Warum Aufklärung nötig ist
„Farbenblind“ klingt nach einem überschaubaren Unterschied: Rot und Grün werden verwechselt oder die Welt ist eben grau. Bei Achromatopsie verschwindet dadurch der größte Teil der Erkrankung aus dem Bild. Wer Sehschärfe, Photophobie und Nystagmus nicht kennt, missversteht häufig auch Verhalten: nahes Lesen, zusammengekniffene Augen, Filterbrille, Unsicherheit bei Sonne oder langsameres Erfassen aus der Ferne.

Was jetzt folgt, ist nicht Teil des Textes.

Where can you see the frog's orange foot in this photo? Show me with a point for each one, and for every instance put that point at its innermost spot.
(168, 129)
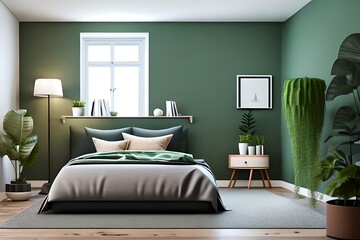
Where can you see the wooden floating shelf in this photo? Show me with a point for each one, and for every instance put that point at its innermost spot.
(63, 118)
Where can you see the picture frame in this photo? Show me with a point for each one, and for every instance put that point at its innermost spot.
(254, 91)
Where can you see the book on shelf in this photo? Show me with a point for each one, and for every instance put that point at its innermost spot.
(171, 109)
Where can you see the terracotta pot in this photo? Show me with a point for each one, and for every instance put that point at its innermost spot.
(342, 221)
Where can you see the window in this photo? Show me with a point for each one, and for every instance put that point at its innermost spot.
(114, 66)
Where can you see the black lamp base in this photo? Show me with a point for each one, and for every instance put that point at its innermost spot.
(45, 188)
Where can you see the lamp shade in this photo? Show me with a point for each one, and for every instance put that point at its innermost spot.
(45, 87)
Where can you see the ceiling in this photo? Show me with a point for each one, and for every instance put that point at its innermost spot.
(154, 10)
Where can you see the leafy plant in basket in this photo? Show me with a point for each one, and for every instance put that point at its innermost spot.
(340, 168)
(18, 143)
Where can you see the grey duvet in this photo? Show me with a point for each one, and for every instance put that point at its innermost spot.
(134, 177)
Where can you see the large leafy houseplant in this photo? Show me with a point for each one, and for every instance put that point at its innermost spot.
(340, 169)
(18, 143)
(304, 107)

Gute Aufklärung muss deshalb zwei Dinge gleichzeitig tun: Das fehlende oder stark eingeschränkte Farbsehen korrekt benennen – und klarstellen, dass es nur ein Teil einer komplexen Sehbehinderung ist.12
Drei Erklärungen zum Kopieren
Was man statt „farbenblind“ sagen kann
Zu kurz
„Sie ist farbenblind.“
„Er sieht alles schwarz-weiß.“
„Farben sind ihr einziges Problem.“
Treffender
„Sie hat Achromatopsie, eine seltene Netzhauterkrankung.“
„Er sieht Farben nicht normal und ist zusätzlich stark lichtempfindlich und sehbehindert.“
„Wie gut sie sieht, hängt stark von Licht, Kontrast und Entfernung ab.“
Für Medien, Schulen und Organisationen
- Diagnose ausschreiben: Beim ersten Auftreten „Achromatopsie“ erklären, statt nur „vollständige Farbenblindheit“ zu verwenden.

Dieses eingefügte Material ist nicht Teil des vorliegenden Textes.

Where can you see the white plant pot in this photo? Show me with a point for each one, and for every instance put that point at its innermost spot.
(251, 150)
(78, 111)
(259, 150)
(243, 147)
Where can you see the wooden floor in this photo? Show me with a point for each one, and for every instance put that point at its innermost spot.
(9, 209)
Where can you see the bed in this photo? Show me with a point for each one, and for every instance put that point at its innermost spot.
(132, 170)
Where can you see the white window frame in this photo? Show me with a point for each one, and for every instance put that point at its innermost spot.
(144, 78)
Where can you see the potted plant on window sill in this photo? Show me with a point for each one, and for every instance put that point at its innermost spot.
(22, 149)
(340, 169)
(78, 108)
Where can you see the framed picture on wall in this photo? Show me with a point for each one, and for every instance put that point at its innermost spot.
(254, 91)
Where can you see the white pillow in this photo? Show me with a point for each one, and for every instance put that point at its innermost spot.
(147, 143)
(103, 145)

- Nicht auf das Spektakuläre reduzieren: Schwarz-Weiß-Sehen ist anschaulich, aber Sehschärfe und Photophobie prägen viele Alltagssituationen stärker.
- Betroffene sprechen lassen: Erleben nicht ausschließlich durch Eltern, Ärztinnen, Lehrer oder Forschende erklären.
- Keine Wunderüberschriften: Ein positives Signal in einer kleinen Studie ist keine wiederhergestellte Normalsichtigkeit.
- Bilder barrierefrei veröffentlichen: Alternativtexte, Kontraste und Beschriftungen nicht vergessen.
Motive zum Teilen
Die drei Grafiken dürfen für nicht kommerzielle Aufklärung unverändert geteilt werden. Bitte verlinke auf achromatopsie.info, damit Leserinnen und Leser die ausführlichen Informationen und Quellen finden.
Ein Gespräch beginnen
Aufklärung muss nicht mit einem Vortrag anfangen. Drei Fragen reichen oft:
Was glaubst du, bedeutet farbenblind?
So wird sichtbar, welches Bild die andere Person im Kopf hat.
Was fehlt in diesem Bild?
Jetzt kommen Sehschärfe, Lichtempfindlichkeit und Nystagmus hinzu.
Was würde konkret helfen?
Aus Wissen wird eine Veränderung in Schule, Arbeit oder Alltag.
Aufklären, ohne Menschen auszustellen
Eine Diagnose ist kein öffentliches Lehrmittel. Besonders Kinder sollten mitentscheiden, wann, wie und vor wem ihre Achromatopsie erklärt wird. Persönliche Fotos, medizinische Unterlagen und konkrete Alltagssituationen gehören nicht ohne Einwilligung in soziale Medien oder Präsentationen.